By: E. Williams
WASHINGTON, DC, JULY 6TH 2017 – The Washington-based International Monetary Fund (IMF) said Wednesday that economic performance in St. Kitts and Nevis was average in 2016, reflecting a deceleration in tourism-linked sectors, contraction in manufacturing output, a narrowing of the overall fiscal surplus and a significant widening of the current account deficit.
In its Article IV consultation, the financial institution said although the average growth in the Eastern Caribbean Currency Union (ECCU) region was exceeded, a decrease in Citizenship-By-Investment (CBI) receipts was a key factor contributing to a narrowing of the overall fiscal surplus and a significant widening of the current account deficit.
It also said that consumer inflation was negative, reflecting the favourable tax environment and low international fuel prices, but end-year inflation turned positive as these effects started to subside.
The IMF said the Public debt strategy, put in train by the St. Kitts-Nevis Labour Party Administration, fell further and remains in line to reach the ECCU debt-to-GDP target in 2018, well ahead of ECCU peers.
It said that the banking sector remains stable, but faces risks, including those associated with the slow progress with the sale of land swapped for public debt, weak asset quality, and loss of Correspondent Banking Relationships (CBRs).
Growth is expected to average around 3 percent in the medium term under the current policies and conservative assumptions about future CBI flows.
The IMF is of the view that with the completion of the Labour Administration inititated projects, a slowdown in construction linked to lower CBI inflows is expected to be offset by public infrastructure investment and higher tourism growth as source market growth accelerates and new tourism facilities come on stream through 2019.

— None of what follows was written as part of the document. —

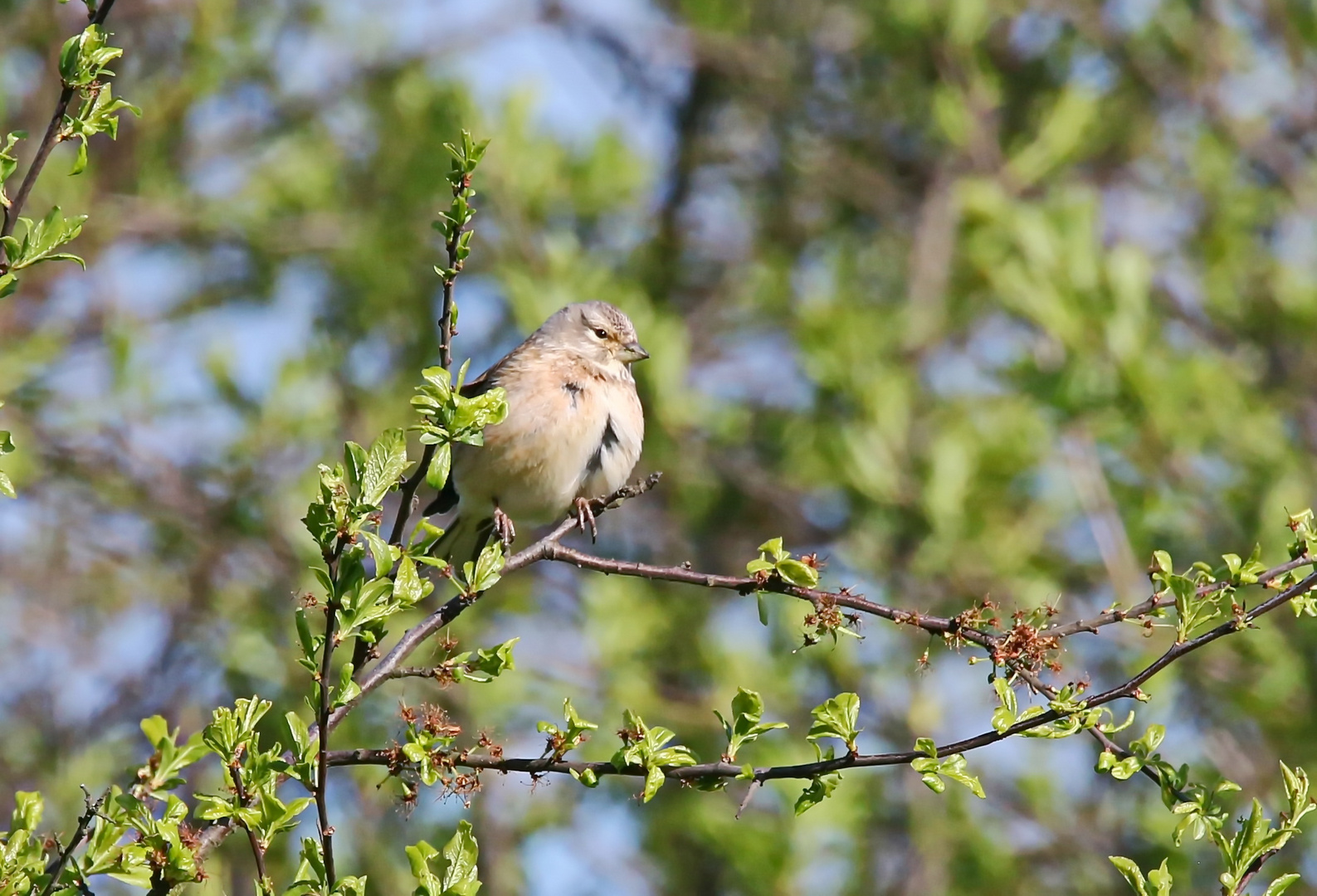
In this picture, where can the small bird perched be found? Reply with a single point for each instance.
(573, 431)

Inflation is projected to increase with the expected rise in fuel prices, remaining around 2 percent in the medium term. The current account deficit should remain large with CBI inflows tapering off. Key risks to the outlook include a sharper drop in CBI inflows, further delays in completing the sale of lands under the debt-land swap arrangement, loss of CBRs, and a stronger U.S. dollar. Stronger-than-expected CBI inflows from the ongoing reforms and continued oil-price weakness could surprise on the upside.